Viyolonsel ile aranızdaki bağı nasıl tanımlarsınız? Onu sizin için vazgeçilmez kılan ne?

Zor bir soru… Yeni dilleri, ülkeleri, insanları ve kendimi viyolonsel sayesinde tanıdım. Özellikle yurt dışında, tek başınıza, müzik yapmak için yaşıyorsanız müzik sizin acı veya tatlı anlarınızın ta kendisi oluyor. Müzik yapmanın keyfini viyolonsel sayesinde tatmak hayatta kendimi en şanslı hissettiğim konulardan bir tanesi. Bu denli vazgeçilmez olmasının nedeni ise kalbimin üzerine koyup çaldığımda hissettiğim titreşim olabilir. 

Peki, repertuarınızda sizi en çok etkileyen, tüm diğer bestelerden ayrı bir yere konumlandırdığınız beste veya besteci kim?

Belki de birçok çellisten duyacağınız bir cevap olacak fakat cevabım J.S. Bach Solo Viyolonsel Süitleri. Bu kadar insancıl, her çalındığında yeni dünyalara kapılar açan bir müziği çello ile çalabilmek biz çellistler için gerçekten de bir lütuf.

Şu ana kadar viyolonsel çaldığınız ve sizi en çok etkileyen konser salonları hangileri oldu?

En çok etkilendiğim konser salonu Marin Alsop şefliğinde konserler verdiğim Snape Maltings Konser Salonu oldu. 

Şu ana kadar viyolonsel çaldığınız “en sıradışı yer” neresi oldu?

Viyolonseli oturabileceğim her yerde çalıyorum. Bir keresinde rötar yapan uçak bir türlü gelmeyince bekleme salonunda çalışmaya başlamıştım. 

Almanya’daki viyolonsel eğitimini farklı ve özel kılan unsurlar neler?

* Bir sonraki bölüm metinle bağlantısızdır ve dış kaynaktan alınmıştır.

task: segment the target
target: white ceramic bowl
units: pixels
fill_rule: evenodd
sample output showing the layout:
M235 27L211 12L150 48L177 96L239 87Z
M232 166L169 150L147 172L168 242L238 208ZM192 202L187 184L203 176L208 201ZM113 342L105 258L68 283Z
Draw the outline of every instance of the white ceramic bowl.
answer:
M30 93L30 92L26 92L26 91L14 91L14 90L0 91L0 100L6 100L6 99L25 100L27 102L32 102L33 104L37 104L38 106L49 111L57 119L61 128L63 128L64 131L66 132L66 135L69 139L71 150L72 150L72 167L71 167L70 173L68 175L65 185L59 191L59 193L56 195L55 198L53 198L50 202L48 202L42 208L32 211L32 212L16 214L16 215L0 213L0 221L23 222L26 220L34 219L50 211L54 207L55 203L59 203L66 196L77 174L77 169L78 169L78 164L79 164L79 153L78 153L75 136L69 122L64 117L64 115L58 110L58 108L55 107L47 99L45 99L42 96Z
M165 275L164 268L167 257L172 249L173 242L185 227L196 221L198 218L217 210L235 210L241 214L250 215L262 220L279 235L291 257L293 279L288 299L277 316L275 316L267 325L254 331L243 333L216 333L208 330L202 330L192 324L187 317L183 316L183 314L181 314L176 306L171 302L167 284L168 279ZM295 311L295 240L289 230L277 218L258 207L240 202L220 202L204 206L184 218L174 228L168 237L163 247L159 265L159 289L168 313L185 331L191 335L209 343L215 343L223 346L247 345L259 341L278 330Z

Beraberinde getirdiği tecrübeler… Burada birbirinden harika insanlar, müzisyenler tanıdım. Hayatımda doğayla hiç bu kadar iç içe olmamıştım. Acı-tatlı edindiğim her türlü tecrübe hayatımda büyük bir iz bıraktı. Her yeni gün yeni bir fırsat, konser imkanı veya daha iyi bir müzisyen olmak için ilham bulabiliyorsunuz.

Çocukların viyolonsele başlama yaşı ve buna uygun vücut yapısı nasıl olmalı? Bu konuda Avrupa’daki ilgiyi Türkiye ile kıyaslayabilir misiniz?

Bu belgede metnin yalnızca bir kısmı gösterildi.